Sur ces zones, comme dans les dix autres, une clé de répartition sera appliquée en matière de logements : 60 % de logements publics (sociaux, modérés et moyens) et 40 % de projets privés. » Les promoteurs font la file aujourd’hui, note Yves Goldstein. Il faut s’en réjouir. Des projets qui sont restés lettre morte pendant des décennies reviennent. Avec des gestes architecturaux ou des commandes à des grands architectes internationaux. » Il se dit même qu’une concurrence existe entre certains promoteurs pour celui qui parviendra à amener pour la première fois à Bruxelles un Daniel Libeskind, un Rem Koolhaas, un Jean Nouvel ou un Frank Gehry, ces papes de l’architecture mondiale. Histoire de marquer leur promotion immobilière.

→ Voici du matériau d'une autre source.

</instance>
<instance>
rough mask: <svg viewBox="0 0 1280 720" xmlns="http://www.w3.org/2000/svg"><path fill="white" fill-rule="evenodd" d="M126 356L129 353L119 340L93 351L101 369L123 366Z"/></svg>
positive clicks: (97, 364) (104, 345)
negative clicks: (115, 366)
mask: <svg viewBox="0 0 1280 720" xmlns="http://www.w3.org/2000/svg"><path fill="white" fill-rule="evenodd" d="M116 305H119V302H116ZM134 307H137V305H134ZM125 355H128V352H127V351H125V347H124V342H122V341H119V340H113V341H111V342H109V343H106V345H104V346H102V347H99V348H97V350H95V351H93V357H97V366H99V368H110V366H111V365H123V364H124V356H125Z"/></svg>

Du côté de l’opposition libérale, on se borne à espérer que l’heure de la concrétisation va enfin sonner. » On est à la croisée des chemins, estime Gaëtan Van Goidsenhoven. Soit on enclenche enfin le processus, soit les faiblesses inhérentes au projet resurgiront. J’y crois. J’étais un des premiers il y a cinq ans à évoquer les opportunités foncières autour du canal. On me riait au nez à l’époque. Tous les quartiers bruxellois peuvent renaître. Il n’y a pas de fatalité au canal. »
Par Xavier Attout
» Il a été pendant longtemps un élément de séparation. Notre philosophie est d’en faire un trait d’union »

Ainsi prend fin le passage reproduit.